Regarding the order of the prides – it’s mostly for the ease to do them/artifact you acquire. You really want the Glory of the Pride as it makes everything else much easier, thus, Grushnak first – and it’s also you against people built like you, so understanding what you’re up against is a nice thing. Grushnak also has a unique layout that really helps as a fighter, no mass open arena levels like the other prides. I like to save Vor for last as Vor can be one of the easiest or most dangerous depending on how you have your kit and what resists you have. If you have really good cold/fire/lightning resists then you could do Vor earlier. Rak’sor is also the same, it can be either pretty quick death or a relative walk in the park. With Rak’sor however, you’ll want poison/disease/hex/curse resistance/curing, along with blight/darkness/fire resistance. The specific status resistance will be hard/impossible to get, or get high, so a good temporary wild infusion will be fine here.

For the side quests, I would recommend doing them when you feel comfortable with them. Personally, I always do the merchant quest, save the Elven Ruins for right before the Iron Throne [be careful, you WILL be about eight levels under what you are supposed to be to come here], do the cursed once I’m about level 15, and the tempest quest at about level 15 as well, or once I have 50% lightning and cold resist constantly, along with about 500/600 hp. I do the heading back west quest after I do the Unknown Cave, Spider Lair and Underwater Cave mostly. Sometimes I put it off until after I’ve done Grushnak, but not always. Once back west, I do the dungeons again in the same order that I did them the first time.
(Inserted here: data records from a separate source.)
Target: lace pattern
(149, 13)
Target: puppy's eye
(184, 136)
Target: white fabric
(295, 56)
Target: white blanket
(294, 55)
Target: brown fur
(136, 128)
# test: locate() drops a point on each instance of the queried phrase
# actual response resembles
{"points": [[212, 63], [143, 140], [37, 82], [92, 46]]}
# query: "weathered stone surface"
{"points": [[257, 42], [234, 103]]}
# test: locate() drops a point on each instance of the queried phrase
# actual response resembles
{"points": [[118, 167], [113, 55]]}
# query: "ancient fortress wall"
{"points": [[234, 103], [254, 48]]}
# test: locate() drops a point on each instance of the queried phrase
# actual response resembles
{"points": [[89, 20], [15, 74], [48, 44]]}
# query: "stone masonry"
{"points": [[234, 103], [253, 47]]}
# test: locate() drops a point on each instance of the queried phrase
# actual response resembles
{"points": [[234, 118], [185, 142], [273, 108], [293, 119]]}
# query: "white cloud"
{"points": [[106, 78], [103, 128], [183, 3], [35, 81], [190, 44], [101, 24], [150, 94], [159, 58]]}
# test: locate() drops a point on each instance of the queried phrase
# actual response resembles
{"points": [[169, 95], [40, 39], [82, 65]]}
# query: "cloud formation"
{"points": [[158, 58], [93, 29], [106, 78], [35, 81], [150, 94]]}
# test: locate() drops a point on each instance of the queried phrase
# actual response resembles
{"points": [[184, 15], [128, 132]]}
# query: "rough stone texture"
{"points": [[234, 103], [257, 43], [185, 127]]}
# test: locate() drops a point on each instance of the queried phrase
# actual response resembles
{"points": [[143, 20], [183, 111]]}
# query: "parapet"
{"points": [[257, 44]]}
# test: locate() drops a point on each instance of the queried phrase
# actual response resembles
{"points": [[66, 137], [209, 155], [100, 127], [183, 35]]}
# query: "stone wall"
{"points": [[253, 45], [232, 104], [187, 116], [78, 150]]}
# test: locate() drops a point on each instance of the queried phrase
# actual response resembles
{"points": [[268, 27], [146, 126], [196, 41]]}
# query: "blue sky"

In this next section, I won’t be using what material or item type because it doesn’t really matter that much as in beta15b and betas before it, egos don’t scale well, if at all, with what material level they are on. This is scheduled to change in beta16 however.
- Specific Egos and Artifacts -
Amulet:
Greater Telepathy
Teleportation
Vitalizing
Daneth's Neckguard
Garkul's Teeth
Choker of Dread

Ring:
Vargh Redemption
Ring of the Dead
Ring of the War Master
Glory of the Pride

Shield:
  • element* of deflection

Fire Dragon Shield
Lunar Shield

Digger:
Delving

Cloak:
Thick/Oiled of fog
Serpentine Cloak
Ureslak's Molted Scales

Belt:
Blurring of the titan/life/resilience
Girdle of Preservation
Girdle of the Calm Waters

Gloves:
Powerful of iron grip
Gloves of the Firm Hand
Stone Gauntlets of Harkor'Zun

Lite:
Scorching of Elbereth
Eldritch Pearl
Wintertide Phial

Helm:
Prismatic/Shalorn of greater telepathy/precognition
Helm of the Dwarven Kings
Runed Skull
Crown of the Elements

Boots:
Stealthy/none of almost any
Shifting Boots
Frost Treads

Weapon:
Elemental of rage
Razorblade, the Cursed Waraxe
Wintertide
Malediction

Armor:
Impenetrable of the dragon
Radiant/Fortifying/Hardened of x
Behemoth Hide
Scale Mail of Kroltar
Plate Armor of the King

The reason that I like these egos/artifacts in particular [not counting the zone artifacts, I’ll add those in later], is because they help with survival the most. Trust me, you aren’t meant to deal damage, you are meant to absorb as much of it as possible. This makes fighters and sun paladins very similar, however, in my opinion, sun paladins have a much easier time. I like to go with as much resistance to as wide of damage types as possible – magic WILL kill you [unlike with paladins]. Your armor will soak up a vast majority of the physical attacks, so you don’t need to worry too much about that. Unlike sun paladins who have to fight back because of using active or triggered talents, fighters survivability is almost entirely non drain inducing sustains, and passives. Fighters simply outlive their opponents, and in order to do that, you need as much resistance and hp as possible.

This will probably be rewritten or at least reformatted as I go into more and more class builds; and decide on the best approach to display and write them. Thank you for your time, and you can expect a write up again in probably a week or two. I hope this helps, if you have any questions or comments, feel free and again, I’ll post another one up soon.